From the main lakehouse README:

use heliosdb_lakehouse::*;
let config = HudiConfig {
base_path: "s3://bucket/hudi/table".to_string(),
table_name: "orders".to_string(),
table_type: "MERGE_ON_READ".to_string(),
..Default::default()
};
let adapter = HudiAdapter::new(config).await?;
// Incremental query — fetch only changes between two commit times
let batches = adapter.incremental_query(
"s3://bucket/hudi/table",
"20240101120000",
Some("20240101130000")
).await?;
// Compaction
let compaction_config = CompactionConfig {
strategy: CompactionStrategy::Async,
target_file_size: 128 * 1024 * 1024,
..Default::default()
};
adapter.compact("s3://bucket/hudi/table", compaction_config).await?;

Hudi’s headline feature is incremental queries — give it a from/to commit timeline and you get only changed rows. Useful for CDC pipelines and incremental ETL.


8. Performance Targets

Per the unified-API benchmarks in the README:

OperationLatency
Table registration<1ms
Format detection<0.1ms
SQL parsing<0.5ms
Catalog operations<10ms

These are catalog ops — actual query latency is dominated by scan cost from object storage. The format adapters push filters and projections down so you only fetch what the query needs.


9. Catalog Registry

When you have many tables, register them all up front and let the catalog drive:

use heliosdb_lakehouse::*;
let manager = LakehouseManager::new().await?;
let catalog = manager.catalog();
catalog.register_namespace("analytics").await?;
catalog.register_table("analytics.orders", "s3://bucket/orders").await?;
catalog.register_table("analytics.customers", "gs://bucket/customers").await?;
catalog.register_table("analytics.products", "az://bucket/products").await?;

Now analytics.orders is just another schema-qualified relational name.

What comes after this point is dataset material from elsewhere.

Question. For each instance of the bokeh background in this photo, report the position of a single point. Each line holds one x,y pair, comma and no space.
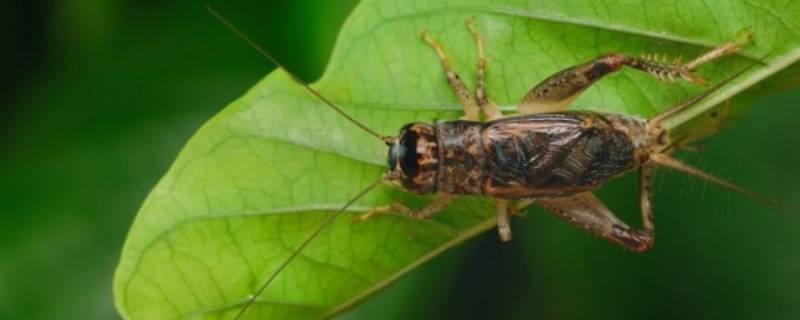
97,98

10. Honest Status (From the README)

  • Iceberg: 25% complete per README (table metadata, snapshots, schema/partition evolution, time travel, multi-catalog).
  • Delta: 25% complete per README (transaction log, version history, time travel, schema merging, OPTIMIZE/VACUUM, Z-ordering, Unity Catalog).
  • Hudi: 20% complete per README (COW + MOR tables, incremental queries, compaction, timeline).
  • Unified API: 10% complete (single API, format detection, SQL interface, unified time travel, cross-format federation).

Test coverage: 70+ integration tests covering registration, format detection, SQL parsing, all three adapters, time travel, multi-format scenarios.


11. Future Enhancements (From README)

  • Cross-format time travel queries (currently per-format).
  • Unified write operations (INSERT, UPDATE, DELETE) across formats.
  • Catalog auto-sync.
  • Caching and parallel-operation optimizations.

Today, write operations are best done through each format’s native adapter directly.